En outre, s’il ne peut être contesté que l’employeur a régularisé successivement l’attestation Assedic les 16 novembre 2011 et 30 avril 2012, il s’avère que la salariée ne justifie d’aucun préjudice et ce dès lors qu’aucune pièce produite ne prouve qu’elle a effectué une démarche auprès de Pôle Emploi juste après le licenciement et que l’indemnisation lui aurait été refusé pour cette raison alors même qu’ elle paraît exercer en qualité d’aide à domicile indépendante.
*Sur la demande de délivrance d’une attestation Pôle Emploi , il convient de faire droit à la délivrance d’une nouvelle attestation conforme au présent arrêt sans qu’il y ait lieu à astreinte.

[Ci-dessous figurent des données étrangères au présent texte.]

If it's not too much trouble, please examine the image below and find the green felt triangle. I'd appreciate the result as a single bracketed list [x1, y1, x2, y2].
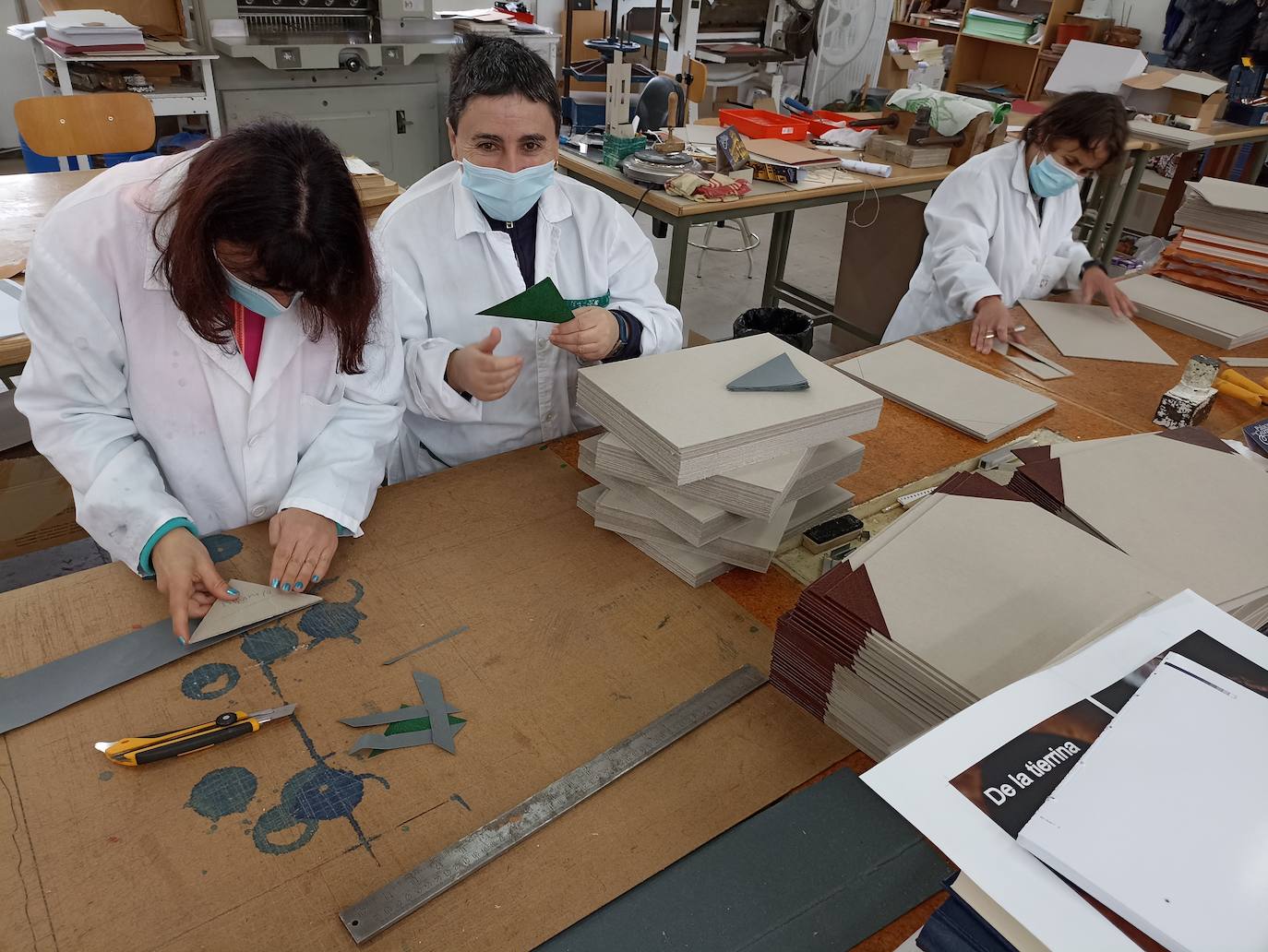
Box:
[481, 278, 572, 325]
[370, 705, 467, 756]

2° sur la demande reconventionnelle de la société Proxidom Services au titre du détournement de clientèle.
Les pièces versées au débat et qui sont ci-dessus énumérées sont insuffisantes à établir que l’appelante a détourné la clientèle de la société Proxidom Services. Il ne peut être tiré le moindre indice du seul questionnaire remplie par Mme F ou des heures de mission effectuées en juin 2012 une manoeuvre déloyale de la salariée visant à priver la société intimée de la plénitude du fichier des bénéficiaires.

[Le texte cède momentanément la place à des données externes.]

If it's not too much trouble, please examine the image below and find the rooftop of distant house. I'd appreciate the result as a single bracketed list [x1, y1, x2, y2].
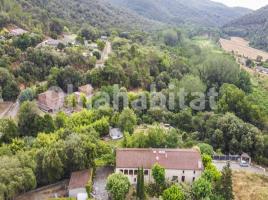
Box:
[10, 28, 28, 36]
[78, 84, 93, 96]
[116, 148, 203, 170]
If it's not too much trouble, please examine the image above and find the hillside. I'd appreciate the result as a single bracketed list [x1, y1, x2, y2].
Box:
[109, 0, 250, 26]
[233, 172, 268, 200]
[223, 6, 268, 50]
[3, 0, 161, 30]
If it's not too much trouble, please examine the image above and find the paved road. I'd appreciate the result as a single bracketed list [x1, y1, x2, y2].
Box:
[213, 160, 268, 176]
[96, 41, 112, 68]
[93, 167, 114, 200]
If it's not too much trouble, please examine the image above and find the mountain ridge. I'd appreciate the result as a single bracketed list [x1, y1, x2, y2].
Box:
[222, 5, 268, 51]
[108, 0, 251, 27]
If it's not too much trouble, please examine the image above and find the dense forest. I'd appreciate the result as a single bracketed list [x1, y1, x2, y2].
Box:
[223, 6, 268, 51]
[109, 0, 250, 27]
[0, 0, 268, 200]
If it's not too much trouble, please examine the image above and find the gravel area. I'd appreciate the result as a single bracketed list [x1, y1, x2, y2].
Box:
[213, 160, 268, 176]
[93, 167, 114, 200]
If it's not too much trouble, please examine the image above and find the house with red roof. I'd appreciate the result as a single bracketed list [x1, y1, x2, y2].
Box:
[115, 148, 204, 184]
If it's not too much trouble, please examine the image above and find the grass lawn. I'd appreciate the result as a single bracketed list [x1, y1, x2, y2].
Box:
[233, 172, 268, 200]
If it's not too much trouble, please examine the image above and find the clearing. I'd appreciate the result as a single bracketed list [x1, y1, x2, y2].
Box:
[0, 102, 13, 119]
[233, 172, 268, 200]
[220, 37, 268, 60]
[15, 180, 69, 200]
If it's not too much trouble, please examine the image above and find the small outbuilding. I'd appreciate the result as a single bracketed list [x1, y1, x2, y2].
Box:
[109, 128, 124, 140]
[38, 90, 66, 113]
[9, 28, 28, 37]
[78, 84, 93, 97]
[240, 153, 251, 166]
[68, 169, 92, 200]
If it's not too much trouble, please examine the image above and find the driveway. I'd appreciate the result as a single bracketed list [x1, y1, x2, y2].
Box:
[213, 160, 268, 176]
[93, 167, 114, 200]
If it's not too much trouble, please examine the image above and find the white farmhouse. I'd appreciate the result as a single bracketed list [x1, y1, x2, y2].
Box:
[116, 148, 204, 184]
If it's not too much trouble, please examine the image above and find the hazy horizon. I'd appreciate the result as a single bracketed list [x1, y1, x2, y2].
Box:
[212, 0, 268, 10]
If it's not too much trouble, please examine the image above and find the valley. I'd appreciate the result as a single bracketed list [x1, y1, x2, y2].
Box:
[0, 0, 268, 200]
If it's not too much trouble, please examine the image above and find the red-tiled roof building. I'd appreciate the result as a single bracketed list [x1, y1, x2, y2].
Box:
[116, 148, 204, 184]
[38, 90, 65, 113]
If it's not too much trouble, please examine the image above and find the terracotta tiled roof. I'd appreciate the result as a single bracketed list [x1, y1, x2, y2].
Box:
[68, 169, 90, 190]
[38, 90, 65, 109]
[116, 148, 203, 170]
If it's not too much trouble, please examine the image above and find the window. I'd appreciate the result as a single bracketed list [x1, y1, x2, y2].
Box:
[171, 176, 178, 182]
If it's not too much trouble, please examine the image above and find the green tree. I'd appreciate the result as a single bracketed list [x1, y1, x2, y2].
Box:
[0, 155, 36, 200]
[199, 54, 239, 88]
[18, 101, 42, 136]
[163, 30, 181, 46]
[197, 143, 213, 156]
[236, 70, 252, 93]
[42, 114, 56, 133]
[136, 168, 145, 200]
[80, 94, 87, 108]
[0, 119, 19, 143]
[192, 177, 212, 200]
[162, 185, 185, 200]
[152, 164, 166, 188]
[19, 88, 35, 103]
[106, 173, 130, 200]
[49, 19, 64, 35]
[42, 147, 64, 183]
[118, 108, 137, 134]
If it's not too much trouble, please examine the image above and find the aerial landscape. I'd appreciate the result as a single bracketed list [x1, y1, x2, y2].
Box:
[0, 0, 268, 200]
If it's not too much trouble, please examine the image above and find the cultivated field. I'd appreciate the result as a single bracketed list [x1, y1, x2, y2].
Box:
[220, 37, 268, 60]
[233, 172, 268, 200]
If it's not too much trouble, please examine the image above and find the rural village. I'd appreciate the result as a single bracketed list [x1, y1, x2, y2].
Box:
[0, 0, 268, 200]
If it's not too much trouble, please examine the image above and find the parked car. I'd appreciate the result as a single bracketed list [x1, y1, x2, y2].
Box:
[240, 160, 249, 167]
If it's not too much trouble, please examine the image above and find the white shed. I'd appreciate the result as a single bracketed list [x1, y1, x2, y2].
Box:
[68, 170, 91, 200]
[109, 128, 124, 140]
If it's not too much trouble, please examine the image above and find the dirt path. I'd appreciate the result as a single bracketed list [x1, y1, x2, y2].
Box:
[93, 167, 114, 200]
[213, 160, 268, 176]
[15, 180, 69, 200]
[96, 41, 112, 68]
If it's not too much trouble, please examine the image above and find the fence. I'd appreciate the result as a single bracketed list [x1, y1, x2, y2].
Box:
[213, 155, 241, 161]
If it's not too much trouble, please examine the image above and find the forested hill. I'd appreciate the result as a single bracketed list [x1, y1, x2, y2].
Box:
[223, 6, 268, 50]
[109, 0, 251, 26]
[0, 0, 161, 30]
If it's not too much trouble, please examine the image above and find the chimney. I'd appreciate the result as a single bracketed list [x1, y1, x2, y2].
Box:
[198, 160, 202, 169]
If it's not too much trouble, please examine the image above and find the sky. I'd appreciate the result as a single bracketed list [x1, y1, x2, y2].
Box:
[213, 0, 268, 10]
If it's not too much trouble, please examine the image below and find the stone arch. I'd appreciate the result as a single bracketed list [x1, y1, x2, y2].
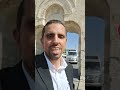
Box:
[36, 0, 72, 19]
[45, 4, 64, 22]
[65, 21, 81, 35]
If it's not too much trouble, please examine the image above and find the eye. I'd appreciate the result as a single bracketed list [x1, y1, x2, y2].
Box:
[58, 34, 65, 39]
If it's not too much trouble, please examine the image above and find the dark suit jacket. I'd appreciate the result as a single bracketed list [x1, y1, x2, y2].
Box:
[35, 53, 73, 90]
[0, 62, 30, 90]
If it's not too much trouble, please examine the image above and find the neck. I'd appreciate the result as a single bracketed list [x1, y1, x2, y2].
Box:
[23, 62, 35, 80]
[50, 58, 62, 69]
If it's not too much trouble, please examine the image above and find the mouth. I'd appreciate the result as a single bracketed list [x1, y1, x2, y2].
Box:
[50, 47, 61, 54]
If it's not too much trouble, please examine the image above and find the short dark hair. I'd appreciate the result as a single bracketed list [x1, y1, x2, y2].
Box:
[16, 0, 24, 30]
[42, 19, 65, 38]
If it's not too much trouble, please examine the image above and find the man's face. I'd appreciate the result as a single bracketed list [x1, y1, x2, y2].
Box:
[41, 23, 67, 60]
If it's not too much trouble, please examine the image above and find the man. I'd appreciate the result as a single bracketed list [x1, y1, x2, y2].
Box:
[0, 0, 35, 90]
[35, 20, 73, 90]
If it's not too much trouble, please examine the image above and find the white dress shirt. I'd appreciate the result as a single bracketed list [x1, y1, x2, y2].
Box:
[22, 62, 35, 90]
[44, 53, 70, 90]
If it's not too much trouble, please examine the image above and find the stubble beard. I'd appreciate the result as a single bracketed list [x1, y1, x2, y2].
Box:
[46, 51, 62, 60]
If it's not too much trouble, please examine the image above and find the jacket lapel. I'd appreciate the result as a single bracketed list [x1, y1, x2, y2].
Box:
[36, 54, 54, 90]
[65, 63, 73, 90]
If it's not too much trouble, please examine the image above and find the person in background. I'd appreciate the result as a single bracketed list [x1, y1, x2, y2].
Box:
[0, 0, 35, 90]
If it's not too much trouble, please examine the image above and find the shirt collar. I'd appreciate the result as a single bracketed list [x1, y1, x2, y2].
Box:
[44, 52, 68, 70]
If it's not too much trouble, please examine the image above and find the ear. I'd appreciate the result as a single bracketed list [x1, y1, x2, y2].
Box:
[13, 29, 20, 45]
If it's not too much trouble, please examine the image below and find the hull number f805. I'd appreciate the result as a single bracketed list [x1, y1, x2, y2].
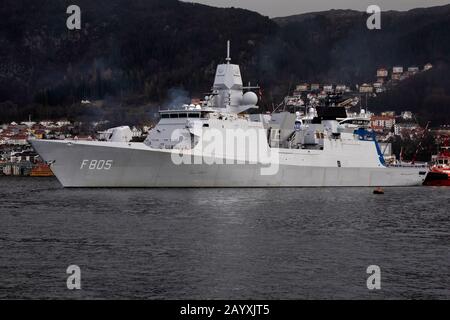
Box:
[80, 160, 113, 170]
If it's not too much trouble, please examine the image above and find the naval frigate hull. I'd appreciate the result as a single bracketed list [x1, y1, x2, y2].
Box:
[30, 140, 426, 188]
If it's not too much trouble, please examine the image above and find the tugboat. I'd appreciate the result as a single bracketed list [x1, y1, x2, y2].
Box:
[425, 138, 450, 187]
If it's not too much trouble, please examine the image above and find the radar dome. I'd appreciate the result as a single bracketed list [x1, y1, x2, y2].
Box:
[242, 92, 258, 106]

En conséquence, le débouté de cette demande reconventionnelle s’impose.
3° sur les demandes annexes
Les intérêts au taux légal avec capitalisation seront dus ainsi qu’il sera dit au dispositif.
Il n’y a pas lieu de faire application de l’article 700 du du code de procédure civile ni pour la première instance ni pour l’appel à l’une quelconque des parties.

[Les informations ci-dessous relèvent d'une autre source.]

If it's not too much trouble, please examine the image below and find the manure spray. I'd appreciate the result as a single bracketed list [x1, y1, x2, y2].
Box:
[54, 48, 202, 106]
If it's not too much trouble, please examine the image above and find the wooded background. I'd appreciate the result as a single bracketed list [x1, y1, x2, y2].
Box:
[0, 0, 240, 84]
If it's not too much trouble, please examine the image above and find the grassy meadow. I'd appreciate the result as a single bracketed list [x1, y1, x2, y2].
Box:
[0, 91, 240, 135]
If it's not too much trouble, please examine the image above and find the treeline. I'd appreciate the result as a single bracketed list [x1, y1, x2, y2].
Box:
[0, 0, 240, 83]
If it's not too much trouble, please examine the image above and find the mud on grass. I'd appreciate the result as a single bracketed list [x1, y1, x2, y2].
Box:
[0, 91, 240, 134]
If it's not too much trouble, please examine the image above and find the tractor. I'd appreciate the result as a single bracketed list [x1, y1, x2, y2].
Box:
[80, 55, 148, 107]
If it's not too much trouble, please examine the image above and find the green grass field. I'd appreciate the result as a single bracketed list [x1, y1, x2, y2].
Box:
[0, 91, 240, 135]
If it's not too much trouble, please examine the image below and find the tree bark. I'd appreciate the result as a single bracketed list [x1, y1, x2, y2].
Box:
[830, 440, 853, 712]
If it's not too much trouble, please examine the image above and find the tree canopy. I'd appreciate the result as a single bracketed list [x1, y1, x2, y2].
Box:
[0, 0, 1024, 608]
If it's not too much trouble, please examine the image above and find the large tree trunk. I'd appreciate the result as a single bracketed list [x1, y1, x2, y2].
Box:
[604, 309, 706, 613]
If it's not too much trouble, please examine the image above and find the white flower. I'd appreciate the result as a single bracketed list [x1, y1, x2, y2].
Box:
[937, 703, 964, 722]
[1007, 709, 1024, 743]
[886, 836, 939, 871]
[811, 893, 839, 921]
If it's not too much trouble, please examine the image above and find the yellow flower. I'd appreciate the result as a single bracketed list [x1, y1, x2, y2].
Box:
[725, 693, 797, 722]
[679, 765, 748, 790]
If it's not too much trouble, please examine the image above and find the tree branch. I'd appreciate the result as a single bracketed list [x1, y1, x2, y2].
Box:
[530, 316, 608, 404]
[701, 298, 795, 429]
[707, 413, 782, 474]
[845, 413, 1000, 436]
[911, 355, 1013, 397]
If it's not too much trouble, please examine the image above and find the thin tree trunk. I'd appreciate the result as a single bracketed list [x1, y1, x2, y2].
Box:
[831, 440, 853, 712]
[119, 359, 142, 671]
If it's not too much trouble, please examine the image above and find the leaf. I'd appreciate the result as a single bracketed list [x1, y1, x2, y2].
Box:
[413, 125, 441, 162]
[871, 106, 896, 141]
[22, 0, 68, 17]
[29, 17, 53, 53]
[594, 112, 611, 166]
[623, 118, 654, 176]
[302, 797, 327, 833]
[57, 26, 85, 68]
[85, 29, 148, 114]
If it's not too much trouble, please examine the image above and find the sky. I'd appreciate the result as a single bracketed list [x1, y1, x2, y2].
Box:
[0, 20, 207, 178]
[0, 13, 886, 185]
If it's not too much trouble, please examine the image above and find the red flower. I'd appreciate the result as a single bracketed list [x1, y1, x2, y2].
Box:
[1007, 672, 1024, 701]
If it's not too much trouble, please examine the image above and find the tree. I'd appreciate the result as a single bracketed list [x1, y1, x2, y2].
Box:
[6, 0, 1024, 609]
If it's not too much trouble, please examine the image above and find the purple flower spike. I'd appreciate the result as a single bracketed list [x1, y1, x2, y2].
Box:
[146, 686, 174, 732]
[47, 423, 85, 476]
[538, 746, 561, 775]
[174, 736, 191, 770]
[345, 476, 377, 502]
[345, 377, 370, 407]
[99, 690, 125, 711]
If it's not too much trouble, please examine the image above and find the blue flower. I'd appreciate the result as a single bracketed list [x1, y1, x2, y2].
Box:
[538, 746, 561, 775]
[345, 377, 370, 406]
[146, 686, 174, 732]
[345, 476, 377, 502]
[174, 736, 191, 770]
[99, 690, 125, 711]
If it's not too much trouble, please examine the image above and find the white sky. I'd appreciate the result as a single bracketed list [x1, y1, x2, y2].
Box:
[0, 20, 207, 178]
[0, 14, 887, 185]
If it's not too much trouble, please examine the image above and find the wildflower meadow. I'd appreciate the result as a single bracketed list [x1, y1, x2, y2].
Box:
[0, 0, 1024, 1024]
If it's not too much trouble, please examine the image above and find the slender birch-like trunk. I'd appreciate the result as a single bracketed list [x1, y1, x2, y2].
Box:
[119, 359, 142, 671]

Dès lors que la société Proxidom Services bénéficie d’un plan de continuation, la garantie du CGEA de Marseille délégation régionale de l’ AGS Sud Est n’ est dûe qu’à titre subsidiaire pour l’ensemble de la créance de la salariée ci-dessus fixée, et à défaut pour la société Proxidom de s’exécuter.
Les dépens seront laissés à la charge de la société Proxidom Services.
PAR CES MOTIFS
LA COUR
Infirme le jugement déféré,
Statuant à nouveau et tenant compte du plan de continuation,
Dit que le licenciement n’est pas fondé sur une faute grave mais sur une cause réelle et sérieuse,
Fixe la créance de AI-AJ Q à inscrire au passif de la procédure collective de la société Proxidom Services qui fait désormais l’objet d’un plan de continuation aux sommes suivantes:
-1301,38 € bruts à titre de rappel de salaire pour la période du 9 juillet 2012 au 8 août 2012,
-130,13 € pour les congés payés afférents
-1355 € à titre de dommages et intérêts pour procédure de licenciement irrégulière,
-2762 € à titre d’indemnité compensatrice de préavis,
— 276 € pour les congés payés afférents,
-1750 € à titre d’indemnité légale de licenciement,
Dit que les intérêts au taux légal avec capitalisation sur la créance salariale ( rappel de salaire, indemnité de licenciement et indemnité de préavis) sont dus à compter de la date de l’accusé de réception de la convocation de l’employeur devant le bureau de conciliation et jusqu’ au 19 février 2013 date du prononcé de la procédure collective,
Condamne la société Proxidom Services de régler les dites sommes dans le cadre du plan de continuation,
Ordonne à la société Proxidom Services de délivrer à AI-AJ Q une attestation Pôle Emploi conforme au présent arrêt,
Dit que la garantie du CGEA de Marseille délégation régionale de l’ AGS Sud Est doit jouer pour la créance sus visée et ce dans les limites légales et réglementaires mais seulement à titre subsidiaire à défaut pour la société Proxidom Services de s’acquitter des dites sommes dans le cadre du plan de continuation,
Dit que les dépens de première instance et d’appel sont laissés à la charge de la société Proxidom Services.